Wilsonian Renormalization of Neural Network Gaussian Processes
This work provides a novel theoretical framework for understanding feature learning in deep neural networks, potentially identifying universality classes, but it is incremental as it builds on existing analogies between RG and neural networks.
The authors tackled the problem of separating relevant and irrelevant information in Gaussian Process (GP) regression by applying Wilsonian renormalization group (RG) methods, resulting in an analytically tractable RG flow that connects RG to learnable vs. unlearnable modes in neural networks.

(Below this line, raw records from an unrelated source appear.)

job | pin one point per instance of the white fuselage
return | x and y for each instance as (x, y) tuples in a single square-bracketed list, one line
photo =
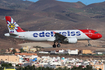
[(49, 35)]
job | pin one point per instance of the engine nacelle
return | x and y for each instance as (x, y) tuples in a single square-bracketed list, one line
[(72, 40)]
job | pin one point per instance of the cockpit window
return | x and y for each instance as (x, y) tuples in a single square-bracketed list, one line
[(96, 32)]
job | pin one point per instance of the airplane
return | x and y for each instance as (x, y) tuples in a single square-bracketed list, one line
[(56, 36)]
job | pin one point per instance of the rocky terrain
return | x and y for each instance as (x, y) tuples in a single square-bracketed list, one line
[(50, 15)]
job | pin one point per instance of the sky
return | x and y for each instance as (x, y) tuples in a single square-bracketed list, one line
[(86, 2)]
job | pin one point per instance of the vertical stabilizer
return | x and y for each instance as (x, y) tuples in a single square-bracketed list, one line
[(13, 27)]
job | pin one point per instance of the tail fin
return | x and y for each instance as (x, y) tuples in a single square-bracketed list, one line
[(13, 27)]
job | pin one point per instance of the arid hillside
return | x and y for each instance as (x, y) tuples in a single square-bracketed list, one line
[(50, 15)]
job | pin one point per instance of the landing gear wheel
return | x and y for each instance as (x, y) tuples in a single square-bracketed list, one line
[(89, 43), (54, 46), (58, 45)]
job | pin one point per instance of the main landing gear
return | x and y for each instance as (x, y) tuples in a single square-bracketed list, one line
[(58, 45), (89, 43)]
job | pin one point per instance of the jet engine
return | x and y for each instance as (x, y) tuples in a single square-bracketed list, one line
[(72, 40)]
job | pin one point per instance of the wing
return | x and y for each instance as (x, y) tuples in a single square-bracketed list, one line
[(59, 37)]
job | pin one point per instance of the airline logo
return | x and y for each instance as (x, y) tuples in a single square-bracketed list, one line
[(12, 26), (51, 34)]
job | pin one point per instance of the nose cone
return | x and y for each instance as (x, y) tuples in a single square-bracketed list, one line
[(99, 36)]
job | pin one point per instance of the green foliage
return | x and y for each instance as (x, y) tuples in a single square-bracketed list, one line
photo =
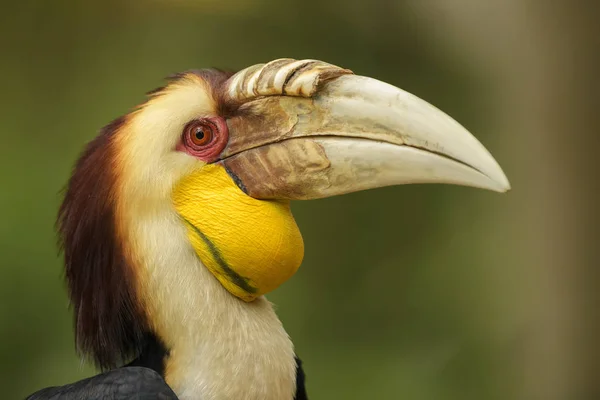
[(426, 317)]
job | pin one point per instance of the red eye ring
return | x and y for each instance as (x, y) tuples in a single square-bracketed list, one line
[(199, 133), (204, 138)]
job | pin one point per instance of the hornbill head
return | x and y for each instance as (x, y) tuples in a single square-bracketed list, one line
[(200, 178)]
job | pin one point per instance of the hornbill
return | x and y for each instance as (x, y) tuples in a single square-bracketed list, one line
[(176, 220)]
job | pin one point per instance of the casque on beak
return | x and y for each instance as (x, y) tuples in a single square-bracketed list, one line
[(310, 130)]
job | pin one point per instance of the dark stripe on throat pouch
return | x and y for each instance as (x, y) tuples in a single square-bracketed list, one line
[(233, 276)]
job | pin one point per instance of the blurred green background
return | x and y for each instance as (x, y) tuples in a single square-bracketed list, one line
[(414, 292)]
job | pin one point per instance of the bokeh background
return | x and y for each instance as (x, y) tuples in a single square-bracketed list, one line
[(415, 292)]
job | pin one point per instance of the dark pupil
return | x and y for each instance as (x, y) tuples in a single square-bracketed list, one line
[(199, 133)]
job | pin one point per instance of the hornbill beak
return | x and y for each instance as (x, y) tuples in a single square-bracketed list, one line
[(309, 130)]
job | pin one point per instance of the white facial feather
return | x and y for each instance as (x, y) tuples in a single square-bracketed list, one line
[(221, 348)]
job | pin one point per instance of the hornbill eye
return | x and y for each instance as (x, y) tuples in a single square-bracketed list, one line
[(204, 138)]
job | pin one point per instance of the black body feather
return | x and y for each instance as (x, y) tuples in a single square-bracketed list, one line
[(142, 379)]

Separating relevant and irrelevant information is key to any modeling process or scientific inquiry. Theoretical physics offers a powerful tool for achieving this in the form of the renormalization group (RG). Here we demonstrate a practical approach to performing Wilsonian RG in the context of Gaussian Process (GP) Regression. We systematically integrate out the unlearnable modes of the GP kernel, thereby obtaining an RG flow of the GP in which the data sets the IR scale. In simple cases, this results in a universal flow of the ridge parameter, which becomes input-dependent in the richer scenario in which non-Gaussianities are included. In addition to being analytically tractable, this approach goes beyond structural analogies between RG and neural networks by providing a natural connection between RG flow and learnable vs. unlearnable modes. Studying such flows may improve our understanding of feature learning in deep neural networks, and enable us to identify potential universality classes in these models.